強迫性障害における不潔恐怖
強迫性障害における不潔恐怖
私たちは常に菌やほこりにさらされながら生きています。
人間の生きる環境はクリーンルームではなく、人が話せば唾液が飛散し、くしゃみをすれば数メートルにも及んで体液が飛びます。
決して悪い菌ばかりではなく、皮膚常在菌のような良い菌も含めて、完全な「清潔」と完全な「不潔」の間で暮らしています。
そのなかで、潔癖症―――それも病的なレベルの潔癖症の持ち主がいたらどうなるでしょうか?
ドアのノブに触れれば、自分に何か悪い菌が付いたのではないか、と思い、電車のつり革を握れば、手がバイ菌でドロドロに汚染されたかのように思うことでしょう。
ここで、常軌を逸した潔癖症の持ち主は、家に帰ったら手洗いうがいをしましょう、というレベルとは別次元の行動をとります。少しでも汚れが残らないように、何度も手洗いをし、アルコール洗浄をし、あるいは何度もお風呂に入ります。
汚れは具体的なものではなく、「汚れている」という頭に染みついた不快な観念(強迫観念)です。
手を洗うことは、その観念が収まるまで続きます。何度手洗いをしても、汚れている、ではなく、汚れている「気がする」「ように思う」という状態が続く限り、強迫行為は終わりません。
綺麗好きと何が違うの?
病的ではなく綺麗好きな人ならば、手洗いやうがいをこまめにするでしょう。しかし、そのときには、現実と妥協するポイントがあるはずです。
たとえば、習慣としてする、汚れが見えないところまでする、匂わないようにする、といった形です。
強迫性障害の人は、そうした現実との折り合いで、行為するわけではありません。頭の中にこびりついて離れない不潔恐怖(強迫観念)を収めるために、手を洗い続けます。
綺麗になる、ということは現実の状態ではなく、自分自身が汚れているという思考を満足させるために実行されます。

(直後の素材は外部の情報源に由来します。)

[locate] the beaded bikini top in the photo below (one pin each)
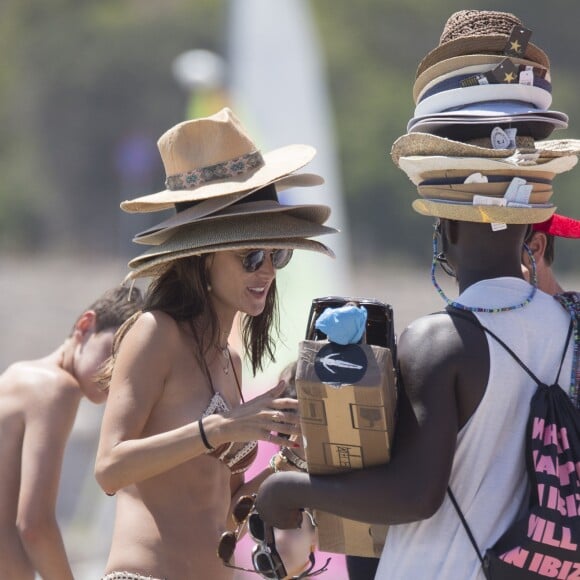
(237, 456)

この思考や観念は特に根拠なく、頭に染みついてしまうため、現に手が綺麗になってもその恐怖感が薄れるまで手洗いが続くことになります。
現実的な綺麗好きが、綺麗が好きで、綺麗な状態を目指しているのだとしたら、強迫性障害の不潔恐怖の持ち主は、実際に綺麗かどうかを度外視して不潔を感じる思考を振り払うために行動しているのです。
実際に汚れているか汚れていないかは行動を終わらせるきっかけになりません。ただひたすら、恐怖から逃れるために、行動するのです。